Regarding antibiotic susceptibility, pristina-mycine was the most sensitive (with 92% sensitivity) and trimetroprine-sulfamethoxazole the most resistant (with 8% sensitivity). The drug of choice between 1983 and 1984 was tetracycline and the alternative drug was erythromycin.1 The high sensitivity of U. urealiticum to erythromycine and doxycycline with resistance to lincomycine was observed by Jafar and colleagues.18 The latter also observed that M. hominis was sensitive to lincomycine and doxycycline, as found in this study. Presently, both M. hominis and ureaplasma strains are highly resistant to tetracycline.18 Ryan et al.19 have revealed that sexually transmitted diseases are common among sex workers in Cameroon. It is therefore important that erythromycin be administered to patients presenting with symptoms of non-chlamydial, non-gonococcal uretrithis, as recommended by Jenkins20 because, in most areas in developing countries, laboratories facilities are rare. This is confirmed by our results showing that about 63% of the isolates were sensitive to this antibiotic.

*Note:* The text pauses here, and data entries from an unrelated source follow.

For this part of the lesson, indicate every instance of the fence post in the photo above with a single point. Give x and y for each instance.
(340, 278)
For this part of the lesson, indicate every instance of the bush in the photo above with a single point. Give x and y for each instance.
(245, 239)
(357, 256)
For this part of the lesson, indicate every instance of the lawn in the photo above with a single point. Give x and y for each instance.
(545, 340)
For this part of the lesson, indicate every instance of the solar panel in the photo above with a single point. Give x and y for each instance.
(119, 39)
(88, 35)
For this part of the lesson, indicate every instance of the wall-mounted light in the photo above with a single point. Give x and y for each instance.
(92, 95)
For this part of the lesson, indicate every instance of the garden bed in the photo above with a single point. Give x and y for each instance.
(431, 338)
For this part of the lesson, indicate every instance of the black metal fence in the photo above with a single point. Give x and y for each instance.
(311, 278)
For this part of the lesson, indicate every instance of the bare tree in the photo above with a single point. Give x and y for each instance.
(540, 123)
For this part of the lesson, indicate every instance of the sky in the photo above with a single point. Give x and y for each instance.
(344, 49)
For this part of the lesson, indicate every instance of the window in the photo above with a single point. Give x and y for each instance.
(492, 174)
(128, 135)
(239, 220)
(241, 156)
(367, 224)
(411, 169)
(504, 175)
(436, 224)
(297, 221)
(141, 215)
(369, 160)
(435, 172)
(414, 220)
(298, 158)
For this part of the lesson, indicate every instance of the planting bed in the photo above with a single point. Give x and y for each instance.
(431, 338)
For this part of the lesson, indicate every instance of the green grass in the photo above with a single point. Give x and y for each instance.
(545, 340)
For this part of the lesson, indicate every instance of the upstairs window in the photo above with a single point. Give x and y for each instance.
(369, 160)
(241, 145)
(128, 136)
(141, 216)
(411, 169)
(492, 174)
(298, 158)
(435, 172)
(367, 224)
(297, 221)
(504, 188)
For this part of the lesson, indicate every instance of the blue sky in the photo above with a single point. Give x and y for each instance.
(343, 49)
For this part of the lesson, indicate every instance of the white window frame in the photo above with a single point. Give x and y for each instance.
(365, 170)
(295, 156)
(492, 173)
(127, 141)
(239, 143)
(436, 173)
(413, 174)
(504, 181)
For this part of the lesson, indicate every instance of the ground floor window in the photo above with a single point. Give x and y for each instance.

Genital mycoplasma is a problem in Cameroon and infected women should be treated together with their partners. The incidence of U. urealyticum and M. hominis infections of the female genitourinary system is distinctly correlated with age and sexual activity. The diagnosis of the inflammatory states of the genitourinary system and their complications should involve tests for these pathogens, especially for U. urealyticum. Pristinamycine was the most effective antibiotic (92%) and sulfamethoxazole the most resistant (8%) antibiotic to genital mycoplasmas.